Ledger first announced the leak back in July. It said at the time that only 9,500 particulars were leaked and that the firm was working with French authorities to prevent further vulnerabilities.
But the efforts have fallen short. Today’s data dump comprises over 1 million email addresses (attached to individual wallets that can be checked over a block explorer), as well as personal information of the victims (such as home addresses and mobile phone numbers).
We executed penetration tests and forensic analysis with external security firms to test these and find any additional vulnerabilities on our e-commerce systems.
— Ledger (@Ledger) December 20, 2020
It said in a statement on Twitter, “It is a massive understatement to say we sincerely regret this situation.” Ledger added in further tweets that French authorities were still working on the case to prevent proliferation, claiming that the efforts took down 170 phishing sites where the database details were first put up.
Ledger said it “would learn from this instance” to make the service even more secure for users. However, the broader crypto community was not convinced by the tweetstorm. Much of the consensus was around how to avoid Ledger products entirely in the future, apart from immediate actions to protect one’s identity.
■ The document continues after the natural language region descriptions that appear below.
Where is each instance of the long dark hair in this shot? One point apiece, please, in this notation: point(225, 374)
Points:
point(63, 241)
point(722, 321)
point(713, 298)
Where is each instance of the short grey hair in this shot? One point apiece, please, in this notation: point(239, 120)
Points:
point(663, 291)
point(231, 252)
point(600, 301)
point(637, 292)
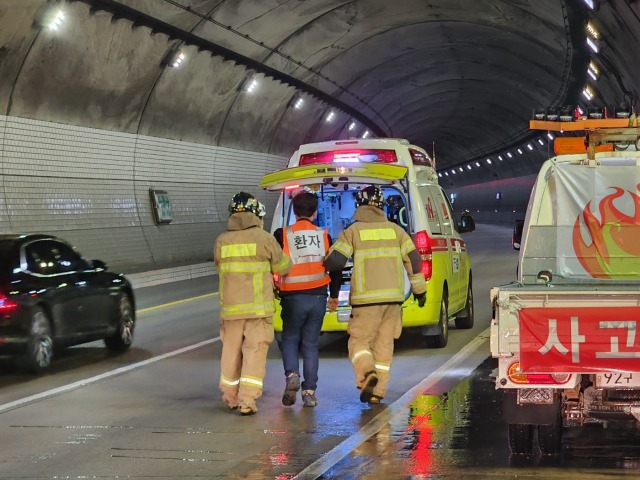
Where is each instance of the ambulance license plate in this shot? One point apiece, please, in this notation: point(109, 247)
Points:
point(618, 380)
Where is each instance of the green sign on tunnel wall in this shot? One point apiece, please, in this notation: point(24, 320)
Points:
point(161, 206)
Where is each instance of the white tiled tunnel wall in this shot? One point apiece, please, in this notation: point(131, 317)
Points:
point(91, 187)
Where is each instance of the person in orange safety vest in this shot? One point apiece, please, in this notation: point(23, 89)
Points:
point(246, 257)
point(303, 297)
point(379, 249)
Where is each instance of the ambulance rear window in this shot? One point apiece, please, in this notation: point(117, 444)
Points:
point(349, 156)
point(419, 159)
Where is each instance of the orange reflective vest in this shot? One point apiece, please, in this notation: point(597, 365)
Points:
point(307, 246)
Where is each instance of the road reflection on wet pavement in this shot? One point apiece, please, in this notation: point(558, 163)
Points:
point(459, 434)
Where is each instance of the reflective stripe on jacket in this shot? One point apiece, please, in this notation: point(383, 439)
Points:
point(246, 258)
point(380, 251)
point(307, 246)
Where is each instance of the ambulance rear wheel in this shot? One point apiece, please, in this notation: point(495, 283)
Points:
point(465, 318)
point(440, 340)
point(521, 438)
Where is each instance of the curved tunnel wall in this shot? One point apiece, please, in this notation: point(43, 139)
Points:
point(91, 187)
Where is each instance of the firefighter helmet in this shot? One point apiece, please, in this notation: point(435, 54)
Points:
point(245, 202)
point(370, 195)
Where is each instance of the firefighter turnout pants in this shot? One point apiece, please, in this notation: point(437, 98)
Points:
point(372, 330)
point(243, 363)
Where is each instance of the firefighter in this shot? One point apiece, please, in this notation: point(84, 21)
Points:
point(303, 298)
point(379, 249)
point(246, 257)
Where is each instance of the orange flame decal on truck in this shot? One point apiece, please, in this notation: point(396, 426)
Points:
point(614, 251)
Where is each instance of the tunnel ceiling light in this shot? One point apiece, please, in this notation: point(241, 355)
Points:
point(174, 58)
point(592, 31)
point(330, 116)
point(249, 84)
point(623, 111)
point(50, 17)
point(593, 4)
point(595, 112)
point(297, 102)
point(252, 86)
point(594, 44)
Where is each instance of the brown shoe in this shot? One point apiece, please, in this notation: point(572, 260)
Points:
point(291, 389)
point(247, 410)
point(370, 382)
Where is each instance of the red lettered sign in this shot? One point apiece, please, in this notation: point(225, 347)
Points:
point(579, 339)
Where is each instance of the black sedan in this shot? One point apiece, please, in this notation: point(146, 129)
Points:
point(51, 298)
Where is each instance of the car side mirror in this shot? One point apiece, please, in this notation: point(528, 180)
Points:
point(99, 265)
point(467, 224)
point(516, 239)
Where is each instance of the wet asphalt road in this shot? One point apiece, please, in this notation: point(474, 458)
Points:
point(155, 411)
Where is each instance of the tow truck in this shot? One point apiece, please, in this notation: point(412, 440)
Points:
point(565, 332)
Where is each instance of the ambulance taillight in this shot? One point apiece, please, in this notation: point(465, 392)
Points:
point(423, 243)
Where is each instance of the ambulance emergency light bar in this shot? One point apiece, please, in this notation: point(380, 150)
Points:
point(349, 156)
point(418, 158)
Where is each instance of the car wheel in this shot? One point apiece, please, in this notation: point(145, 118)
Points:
point(465, 318)
point(550, 437)
point(122, 339)
point(39, 352)
point(440, 340)
point(521, 438)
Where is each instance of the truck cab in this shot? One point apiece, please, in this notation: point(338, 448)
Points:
point(564, 332)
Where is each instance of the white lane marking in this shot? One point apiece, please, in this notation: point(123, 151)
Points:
point(112, 373)
point(331, 458)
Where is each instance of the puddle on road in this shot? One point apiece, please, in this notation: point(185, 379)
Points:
point(460, 434)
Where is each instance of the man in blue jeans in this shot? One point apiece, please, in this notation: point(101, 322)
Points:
point(303, 298)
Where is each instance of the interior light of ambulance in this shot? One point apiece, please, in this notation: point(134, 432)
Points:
point(419, 159)
point(423, 243)
point(516, 375)
point(6, 304)
point(349, 156)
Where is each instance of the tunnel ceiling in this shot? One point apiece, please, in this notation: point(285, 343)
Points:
point(460, 76)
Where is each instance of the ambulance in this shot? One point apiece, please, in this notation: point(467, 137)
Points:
point(335, 171)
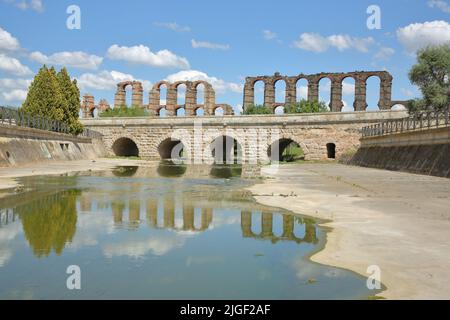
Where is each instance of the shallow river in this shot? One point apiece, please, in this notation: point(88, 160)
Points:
point(160, 232)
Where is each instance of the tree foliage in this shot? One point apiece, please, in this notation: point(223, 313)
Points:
point(256, 109)
point(124, 111)
point(431, 75)
point(54, 96)
point(305, 106)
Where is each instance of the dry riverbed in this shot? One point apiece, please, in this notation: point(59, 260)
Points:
point(397, 221)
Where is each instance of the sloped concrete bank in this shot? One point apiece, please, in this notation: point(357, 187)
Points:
point(432, 160)
point(424, 151)
point(20, 146)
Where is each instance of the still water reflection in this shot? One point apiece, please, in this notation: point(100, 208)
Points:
point(160, 233)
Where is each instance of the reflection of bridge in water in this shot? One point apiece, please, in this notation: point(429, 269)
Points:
point(163, 215)
point(168, 211)
point(289, 222)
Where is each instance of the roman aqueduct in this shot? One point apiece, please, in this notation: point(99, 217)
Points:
point(251, 139)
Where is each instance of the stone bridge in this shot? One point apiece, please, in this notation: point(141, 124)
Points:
point(243, 139)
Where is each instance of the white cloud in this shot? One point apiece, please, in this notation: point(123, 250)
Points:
point(107, 80)
point(440, 4)
point(209, 45)
point(10, 84)
point(75, 59)
point(15, 95)
point(13, 66)
point(348, 88)
point(35, 5)
point(384, 53)
point(407, 92)
point(219, 85)
point(14, 90)
point(173, 26)
point(7, 41)
point(269, 35)
point(419, 35)
point(346, 107)
point(142, 55)
point(317, 43)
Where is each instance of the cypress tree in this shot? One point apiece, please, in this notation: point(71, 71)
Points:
point(71, 95)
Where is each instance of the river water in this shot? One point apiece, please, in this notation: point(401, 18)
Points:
point(160, 232)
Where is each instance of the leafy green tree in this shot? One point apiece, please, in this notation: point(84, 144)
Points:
point(305, 106)
point(256, 109)
point(54, 96)
point(71, 95)
point(44, 97)
point(431, 75)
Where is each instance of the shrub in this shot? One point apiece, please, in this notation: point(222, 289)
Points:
point(124, 111)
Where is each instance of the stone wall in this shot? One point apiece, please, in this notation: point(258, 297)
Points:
point(336, 104)
point(254, 134)
point(19, 145)
point(425, 152)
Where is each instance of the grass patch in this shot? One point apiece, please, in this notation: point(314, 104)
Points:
point(125, 158)
point(124, 111)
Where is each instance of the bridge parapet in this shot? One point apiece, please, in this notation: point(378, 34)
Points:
point(253, 136)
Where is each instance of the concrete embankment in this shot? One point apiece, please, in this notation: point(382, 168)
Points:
point(21, 146)
point(424, 151)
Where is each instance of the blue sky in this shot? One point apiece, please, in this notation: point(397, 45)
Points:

Ruben Merre, the CEO and founder of the NGRAVE ZERO crypto wallet, remarked on the incident to CryptoSlate:
“First and foremost, we hope this data leak is something that everyone in the industry will learn from. As for us, our message has always been that security needs to be an end-to-end story. A hardware wallet is great, but you also need a strong backup solution, compliance with data privacy rules and in the case of a security company, well-thought-out customer data protection (and deletion). End-to-End. Your peace of mind will always be our mission.”
What next for crypto users?
One of the main questions doing the rounds was why did Ledger store all that data in the first place? As a hardware wallet, the firm did need personal information to help deliver the wallet, but storing customer information was, in the views of some, a massive breach of trust.
Friends don't let friends buy or use a @Ledger. ?♂️https://t.co/AgblCjSg2w
— WhalePanda (@WhalePanda) December 21, 2020
Popular crypto influencer “notsofast” said Ledger users whose data was compromised in the leak should get a new contact number and email id at the earliest to prevent any possible phishing.
They added—arguably for users holding large amounts of crypto—that multisig keys and recovery codes should now be kept at a different address than the residence, as the latter was now compromised.
3. Your home is no longer a safe place to store hard copies of seed phrases, or hardware wallets. You may now only store 1-of-n multisig here safely.
Find a new place that is safe, secure, friendly, offline, and accessible to you on the occasions you require.
— notsofast (@notsofast) December 20, 2020
Meanwhile, some users on Ledger’s tweet thread said they would take legal action against the breach and the alleged storage of personal information without permissionless.
How the hell is a company associated with the blockchain space unable to keep our data secure? The entire point of the industry you serve is privacy and and security and you failed at both.
Class action lawsuit inbound….
— Janus (@PinnaclePrimate) December 20, 2020
Ledger did not respond to a mail by CryptoSlate at press time.